Most of the Jefferson analysis is unobjectionable, even pleasing, but has little to do with the alleged subject, named in the subhead as "Jefferson's ideas presaged the Bush doctrine." While it is true that Jefferson hoped the American example would embolden men to seize freedom, there is no evidence that he wished our soldiers to wander the globe in search of philosophically dissonant states to overthrow. That looks far more like Napoleon's dream than Jefferson's.

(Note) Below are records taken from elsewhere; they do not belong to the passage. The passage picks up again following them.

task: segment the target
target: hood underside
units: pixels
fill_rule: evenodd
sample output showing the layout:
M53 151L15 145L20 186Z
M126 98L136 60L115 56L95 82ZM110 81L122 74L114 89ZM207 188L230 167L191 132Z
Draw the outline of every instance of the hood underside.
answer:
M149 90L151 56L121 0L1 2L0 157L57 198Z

Hitchens closes by comparing the Iraq adventure to the First Barbary War:
The most successful "export" was Jefferson's determined use of naval and military force to reduce the Barbary States of the Ottoman Empire, which had set up a slave-taking system of piracy and blackmail along the western coast of North Africa. Our third president was not in a position to enforce regime change in Algiers or Tripoli, but he was able to insist on regime behavior-modification (and thus to put an end to at least one slave system). Ever since then, every major system of tyranny in the world has had to run at least the risk of a confrontation with the United States, and one hopes that the Jeffersonians among us will continue to ensure that this remains true.
When I was a boy American schools still taught history. We were told then that Jefferson sent the Marines to Tripoli because the Barbary pirates kept holding American ships and sailors for ransom, and Jefferson preferred fighting to the payment of tribute. In fact, I see that is still the accepted version.
The pirates, in other words, had directly attacked Americans, and promised to attack still more, and Jefferson responded to those attacks. It is true that Jefferson "was not in a position to enforce regime change in Algiers or Tripoli," but neither was he of a mind to do so -- he was protecting American interests in the most basic terms.
Perhaps in some alterna-history universe -- one, say, in which a bunch of Berbers blow up a warehouse full of New Yorkers, and Jefferson invades some non-piratical North African nation-state in hopes that this nation-state-building example will reform the rest of the region -- there would be some connection between the actions of our third President and those of our forty-third.
Or maybe there is some other version of history left over from Hitchens' socialist days -- some stunning refutation of prior accounts of the Tripolitan War, suppressed by bourgeois historians -- that makes the comparison more clear. Maybe we'll get that clarification is some future installment, to be issued after we've bugged out of Iraq.